Cluster of galaxies, El Gordo

 Automatic translation  Automatic translation Updated April 11, 2014

The cluster of galaxies "El Gordo" was weighed by the Hubble Space Telescope NASA. This is the largest cluster of galaxies seen in the distant universe. It was cataloged ACT-CL J0102-4915. His nickname, El Gordo, which means "the fat" in Spanish.
It is through the distorted galaxies distant background, a team of astronomers calculated the mass of the cluster, about 43 percent more massive than previous estimates. The cluster weighs as much as 3 million billion times the mass of our Sun. This cluster of galaxies is 9.7 billion light years from our solar system. The immense gravity of the cluster subtly distorts space and the images of background galaxies, as a distorting mirror. More important is the deformation, more the cluster is massif. A fraction of this mass is enclosed in hundreds of galaxies, which populate the cluster and a larger fraction is still in the hot gas which fills the entire volume of the cluster.
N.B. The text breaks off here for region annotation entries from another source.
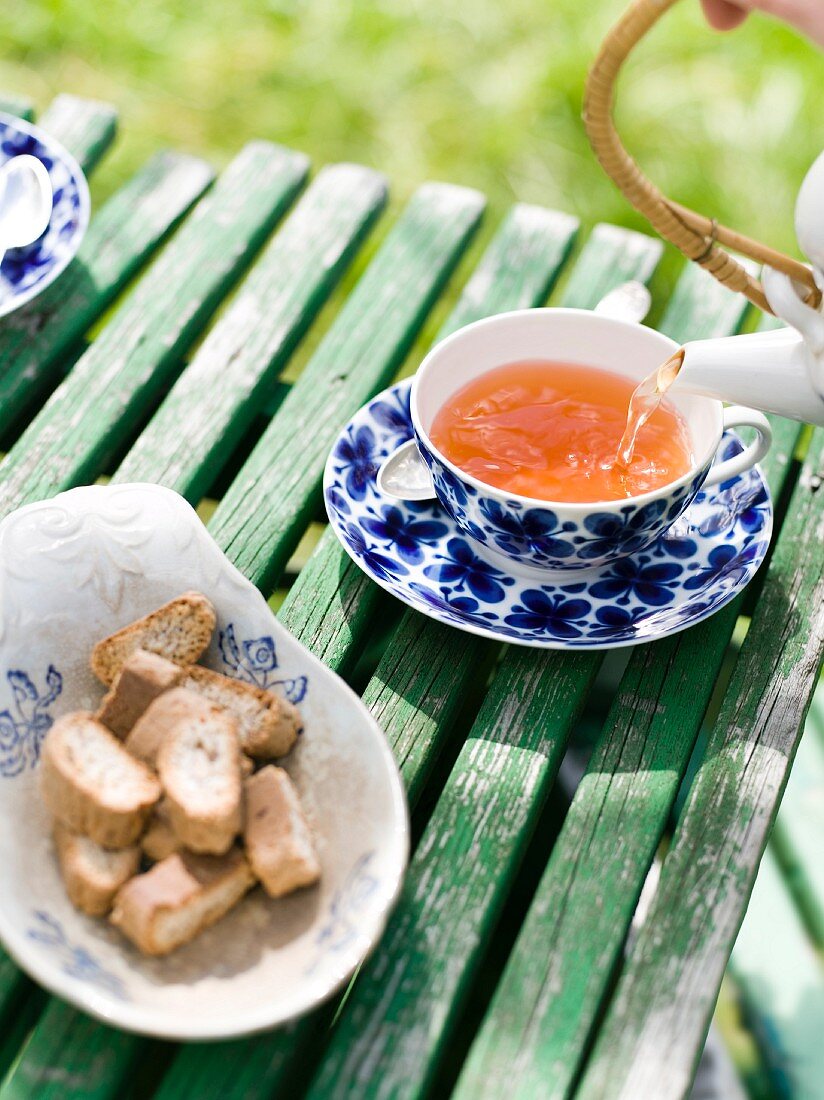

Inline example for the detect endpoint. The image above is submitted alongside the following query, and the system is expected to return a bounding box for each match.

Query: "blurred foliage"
[0,0,824,249]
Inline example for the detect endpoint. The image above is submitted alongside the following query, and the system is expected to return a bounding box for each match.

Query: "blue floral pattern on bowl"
[323,380,772,649]
[413,433,711,571]
[26,910,129,1001]
[218,623,309,704]
[0,664,63,778]
[0,112,90,317]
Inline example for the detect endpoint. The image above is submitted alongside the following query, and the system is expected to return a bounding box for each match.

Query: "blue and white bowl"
[0,112,91,317]
[410,309,771,576]
[0,485,409,1040]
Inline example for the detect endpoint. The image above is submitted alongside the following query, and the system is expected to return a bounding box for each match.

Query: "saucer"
[0,112,91,317]
[323,378,772,649]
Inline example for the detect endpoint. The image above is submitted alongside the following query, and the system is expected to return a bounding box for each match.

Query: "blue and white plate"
[0,112,91,317]
[323,380,772,649]
[0,485,409,1041]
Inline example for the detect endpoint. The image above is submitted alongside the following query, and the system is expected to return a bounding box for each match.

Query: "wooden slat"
[150,207,576,1100]
[308,650,600,1100]
[0,998,136,1100]
[771,689,824,946]
[451,279,799,1097]
[279,205,578,673]
[729,844,824,1100]
[581,431,824,1100]
[0,143,307,514]
[205,184,483,590]
[0,91,34,122]
[0,155,385,1096]
[0,176,481,1097]
[116,164,386,503]
[0,153,212,432]
[292,228,661,1097]
[281,221,661,671]
[37,96,118,172]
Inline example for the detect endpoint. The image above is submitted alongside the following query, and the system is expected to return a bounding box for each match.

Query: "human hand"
[701,0,824,47]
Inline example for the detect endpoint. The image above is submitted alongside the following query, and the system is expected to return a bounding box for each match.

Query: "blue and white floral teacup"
[397,309,772,574]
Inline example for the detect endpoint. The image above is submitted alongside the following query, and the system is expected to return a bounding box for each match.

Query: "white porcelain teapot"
[672,153,824,427]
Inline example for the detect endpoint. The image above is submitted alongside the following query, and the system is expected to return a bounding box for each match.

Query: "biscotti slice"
[182,664,300,760]
[156,688,242,856]
[110,848,254,955]
[97,649,183,738]
[243,765,320,898]
[40,711,161,848]
[91,592,217,686]
[140,799,183,862]
[125,688,218,768]
[54,822,140,916]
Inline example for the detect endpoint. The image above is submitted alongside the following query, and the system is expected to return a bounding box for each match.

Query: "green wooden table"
[0,97,824,1100]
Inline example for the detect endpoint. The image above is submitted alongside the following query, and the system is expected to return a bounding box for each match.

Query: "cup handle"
[702,405,772,488]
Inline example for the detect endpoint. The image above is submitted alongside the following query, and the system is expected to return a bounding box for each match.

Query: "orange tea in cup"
[429,361,693,503]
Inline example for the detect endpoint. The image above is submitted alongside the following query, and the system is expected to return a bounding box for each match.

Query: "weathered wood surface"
[0,176,488,1097]
[308,650,600,1100]
[581,431,824,1100]
[0,998,138,1100]
[0,97,822,1100]
[281,229,660,1097]
[37,96,118,172]
[771,689,824,941]
[205,184,483,590]
[116,164,386,504]
[0,153,212,432]
[0,91,34,122]
[281,221,661,671]
[458,281,799,1097]
[279,206,578,673]
[150,207,576,1100]
[0,142,307,515]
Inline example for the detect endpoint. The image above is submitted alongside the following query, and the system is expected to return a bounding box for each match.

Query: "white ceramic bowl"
[0,485,409,1040]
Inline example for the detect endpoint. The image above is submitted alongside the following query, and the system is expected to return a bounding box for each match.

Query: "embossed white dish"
[0,485,409,1040]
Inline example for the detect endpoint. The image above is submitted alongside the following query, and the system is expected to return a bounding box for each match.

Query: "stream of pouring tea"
[615,348,684,470]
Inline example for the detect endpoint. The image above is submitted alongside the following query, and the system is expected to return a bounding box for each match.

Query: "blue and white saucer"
[323,380,772,649]
[0,112,91,317]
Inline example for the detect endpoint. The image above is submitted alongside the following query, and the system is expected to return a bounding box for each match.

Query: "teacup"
[397,309,772,574]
The rest is related to dark matter, an invisible form of matter which constitutes the essential of the mass of the universe.
« What I mostly watched these are the forms of background galaxies that are further away than the cluster itself », explained lead author James Jee of the University of California at Davis.

 

Although clusters of so massive galaxies are also in this part of the universe, as the cluster of the ball, nothing like this has ever been discovered so far in the time when the universe was about half of its current age, i.e. 6.85 billion years.
The immense size of the cluster El Gordo was reported for the first time in January 2012. At the time, astronomers had estimated its mass based on observations made by the Chandra X-ray Observatory NASA and velocities of galaxies measured by the Very Large Array Telescope of the European Southern Observatory in Paranal, Chile.
To obtain an independent estimate of the mass, they used Hubble and developed estimates of the cluster mass, based on the motions of galaxies moving within the group and the temperature of the hot gas between these galaxies.
To do this, they looked as if El Gordo was the result of a titanic collision between a pair of clusters of galaxies. However, the mass of the cluster El Gordo could be even greater because the giant El Gordo does not fit fully in the field of view of Hubble. Another mosaic of images to be captured, it will be the next step for the Hubble team.

 Clusters of galaxies - El Gordo

Image: The most massive clusters of galaxies ever observed, this mosaic of Hubble shows the cluster called El Gordo (fat in Spanish). The cluster contains hundreds of galaxies in this picture but there are many more because some are seen several times distorted by gravitational lensing. They spread out in a circle but that are multiple views of a single galaxy. Credit Image: NASA, ESA, and J. Jee (University of California, Davis).